DekanatDr. Peter Oliver Loew

Dr. Peter Oliver Loew, designierter Leiter des Deutschen Polen-Instituts in Darmstadt, hat beim Friedensgottesdienst in der Stadtkirche mit Dekanin Ulrike Schmidt-Hesse gesprochen. Thema war der 80. Jahrestag des Kriegsbeginns mit Überfall auf Polen. Am Mittwoch, 11. September, 18.30 Uhr findet der ökumenische Friedensgottesdienst zur Brandnacht in St. Ludwig statt.

DekanatDr.

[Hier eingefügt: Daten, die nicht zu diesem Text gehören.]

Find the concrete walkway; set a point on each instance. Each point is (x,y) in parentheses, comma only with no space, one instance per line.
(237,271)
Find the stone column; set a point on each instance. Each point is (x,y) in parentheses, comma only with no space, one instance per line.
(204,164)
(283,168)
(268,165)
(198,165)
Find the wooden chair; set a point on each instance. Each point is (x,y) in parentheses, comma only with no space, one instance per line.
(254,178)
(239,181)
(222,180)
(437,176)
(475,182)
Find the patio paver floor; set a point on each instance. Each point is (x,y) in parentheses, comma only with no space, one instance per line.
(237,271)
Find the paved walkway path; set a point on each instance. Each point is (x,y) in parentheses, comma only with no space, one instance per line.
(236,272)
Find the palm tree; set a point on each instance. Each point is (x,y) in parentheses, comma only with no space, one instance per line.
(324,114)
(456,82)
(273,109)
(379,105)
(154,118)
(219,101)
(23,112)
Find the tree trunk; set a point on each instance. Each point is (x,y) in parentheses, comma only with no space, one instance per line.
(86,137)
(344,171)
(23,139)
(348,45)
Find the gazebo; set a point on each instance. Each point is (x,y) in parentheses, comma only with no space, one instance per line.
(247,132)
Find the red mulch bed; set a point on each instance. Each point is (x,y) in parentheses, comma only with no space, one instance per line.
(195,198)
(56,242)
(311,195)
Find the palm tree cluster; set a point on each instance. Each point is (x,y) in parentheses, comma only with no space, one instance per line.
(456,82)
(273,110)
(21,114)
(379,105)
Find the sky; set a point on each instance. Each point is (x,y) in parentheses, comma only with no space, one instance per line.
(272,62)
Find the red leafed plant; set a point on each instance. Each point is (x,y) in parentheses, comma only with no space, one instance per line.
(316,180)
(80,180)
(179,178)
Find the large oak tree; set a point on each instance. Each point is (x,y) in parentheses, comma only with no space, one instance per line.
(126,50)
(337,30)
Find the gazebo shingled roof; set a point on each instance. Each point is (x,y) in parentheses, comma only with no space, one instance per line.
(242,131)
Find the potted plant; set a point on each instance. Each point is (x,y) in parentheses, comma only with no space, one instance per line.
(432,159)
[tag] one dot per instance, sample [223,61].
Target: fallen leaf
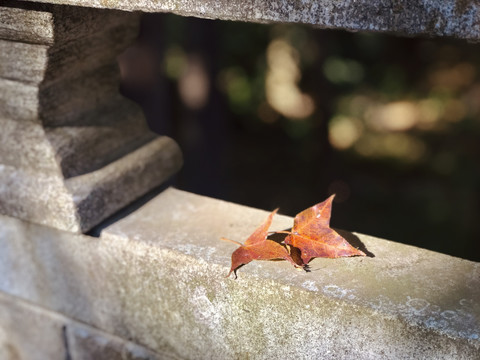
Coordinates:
[258,247]
[312,234]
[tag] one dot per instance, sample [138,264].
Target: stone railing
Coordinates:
[73,152]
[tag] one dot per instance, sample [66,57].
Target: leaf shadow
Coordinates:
[355,241]
[294,252]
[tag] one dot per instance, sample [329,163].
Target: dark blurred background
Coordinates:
[284,115]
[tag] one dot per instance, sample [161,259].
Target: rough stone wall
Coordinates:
[72,149]
[456,18]
[157,278]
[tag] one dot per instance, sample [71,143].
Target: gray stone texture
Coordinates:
[64,124]
[158,277]
[30,332]
[456,18]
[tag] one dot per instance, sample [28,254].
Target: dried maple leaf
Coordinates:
[258,247]
[312,234]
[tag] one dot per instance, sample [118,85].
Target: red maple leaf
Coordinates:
[258,247]
[312,234]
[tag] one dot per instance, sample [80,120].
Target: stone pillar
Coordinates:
[72,149]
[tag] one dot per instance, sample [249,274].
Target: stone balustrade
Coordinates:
[152,285]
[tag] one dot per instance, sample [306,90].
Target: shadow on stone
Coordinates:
[355,241]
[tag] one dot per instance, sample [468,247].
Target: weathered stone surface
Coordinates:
[18,100]
[72,150]
[30,332]
[22,62]
[38,197]
[27,332]
[158,277]
[81,202]
[38,156]
[31,26]
[413,17]
[98,194]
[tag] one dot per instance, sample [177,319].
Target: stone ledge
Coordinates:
[414,17]
[158,277]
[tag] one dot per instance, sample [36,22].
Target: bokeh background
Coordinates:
[284,115]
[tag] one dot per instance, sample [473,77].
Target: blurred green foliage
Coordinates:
[394,128]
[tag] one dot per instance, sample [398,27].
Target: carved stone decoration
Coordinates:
[72,149]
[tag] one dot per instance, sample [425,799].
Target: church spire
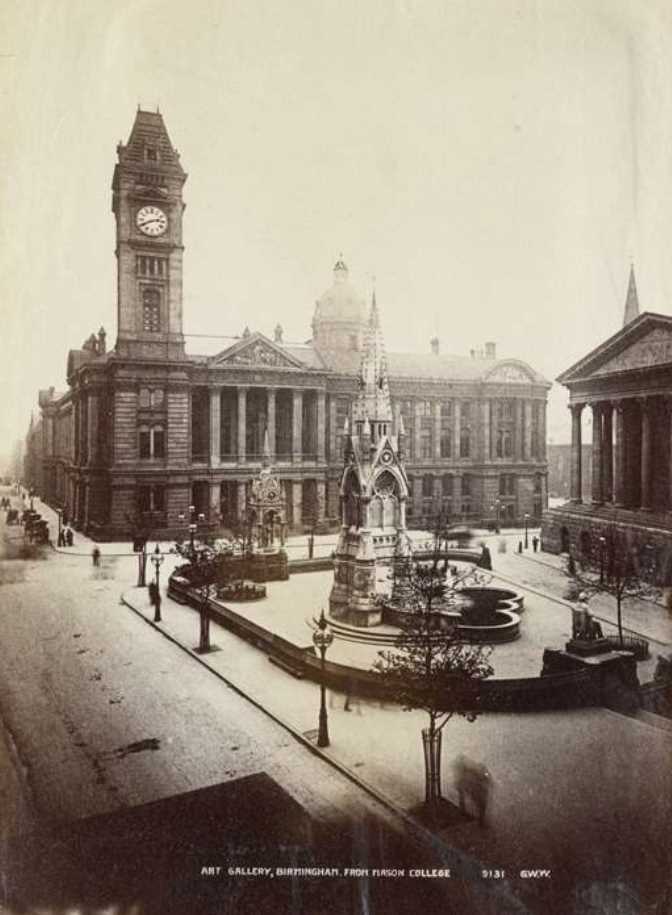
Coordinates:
[373,405]
[631,300]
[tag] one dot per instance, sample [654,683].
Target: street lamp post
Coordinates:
[157,559]
[602,543]
[322,639]
[497,508]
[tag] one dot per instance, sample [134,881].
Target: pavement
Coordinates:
[585,794]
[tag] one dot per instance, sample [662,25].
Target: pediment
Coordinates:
[644,344]
[513,371]
[256,351]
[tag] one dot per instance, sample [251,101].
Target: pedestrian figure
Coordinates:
[473,782]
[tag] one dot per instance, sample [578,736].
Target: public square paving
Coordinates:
[585,793]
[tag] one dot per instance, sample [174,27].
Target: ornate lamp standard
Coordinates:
[193,527]
[497,507]
[322,639]
[603,542]
[157,559]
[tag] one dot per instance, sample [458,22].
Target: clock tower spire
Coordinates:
[147,204]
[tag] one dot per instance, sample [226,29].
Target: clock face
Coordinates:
[151,221]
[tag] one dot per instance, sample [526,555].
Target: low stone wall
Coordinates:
[558,691]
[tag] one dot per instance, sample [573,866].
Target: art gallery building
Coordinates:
[161,421]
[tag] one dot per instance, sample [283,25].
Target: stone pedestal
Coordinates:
[587,647]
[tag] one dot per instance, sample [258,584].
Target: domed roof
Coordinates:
[341,302]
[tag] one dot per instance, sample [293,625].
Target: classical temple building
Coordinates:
[148,428]
[625,385]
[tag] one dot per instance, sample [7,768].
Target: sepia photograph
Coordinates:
[336,457]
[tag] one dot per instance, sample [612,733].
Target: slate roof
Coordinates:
[149,130]
[423,367]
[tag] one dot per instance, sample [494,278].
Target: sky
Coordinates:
[495,165]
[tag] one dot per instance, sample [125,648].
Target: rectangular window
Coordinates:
[151,317]
[159,440]
[446,444]
[144,443]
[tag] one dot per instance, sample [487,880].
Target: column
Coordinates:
[575,469]
[457,494]
[242,500]
[297,494]
[668,413]
[297,427]
[215,426]
[596,495]
[92,428]
[242,424]
[215,501]
[321,500]
[417,439]
[270,420]
[456,428]
[645,405]
[619,455]
[486,430]
[527,408]
[607,455]
[333,456]
[321,427]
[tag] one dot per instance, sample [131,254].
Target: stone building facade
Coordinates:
[149,428]
[625,386]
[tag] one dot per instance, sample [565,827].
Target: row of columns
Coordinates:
[612,477]
[297,423]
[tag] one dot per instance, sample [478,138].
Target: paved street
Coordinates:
[586,794]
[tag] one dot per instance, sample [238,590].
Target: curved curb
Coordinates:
[416,829]
[564,603]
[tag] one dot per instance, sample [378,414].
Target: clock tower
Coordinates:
[147,204]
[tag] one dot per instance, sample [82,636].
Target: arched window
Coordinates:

Peter Oliver Loew und Dekanin Ulrike Schmidt-Hesse

„Wahrlich großes Friedenswerk mitten in Europa“
Gottesdienst mit Dekanin Ulrike Schmidt-Hesse und Dr. Peter Oliver Loew vom Deutschen Polen-Institut inDarmstadt zum 80. Jahrestag des Kriegsbeginns

Mit einer Lüge begann der Zweite Weltkrieg. Ein angeblicher Überfall polnischer Soldaten auf einen deutschen Sender war nur fingiert. Plastisch führt Dekanin Ulrike Schmidt-Hesse den Angriff der deutschen Wehrmacht auf die Stadt Wielun in Polen am 1. September 1944 vor Augen, dem sechs Jahre Krieg auf dem ganzen Erdball, 60 Millionen Tote und mit dem Holocaust das „größte Menschheitsverbrechen“ folgten. Der Beginn des Zweiten Weltkriegs vor 80 Jahren war Anlass für den Friedensgottesdienst am Jahrestag in der Stadtkirche.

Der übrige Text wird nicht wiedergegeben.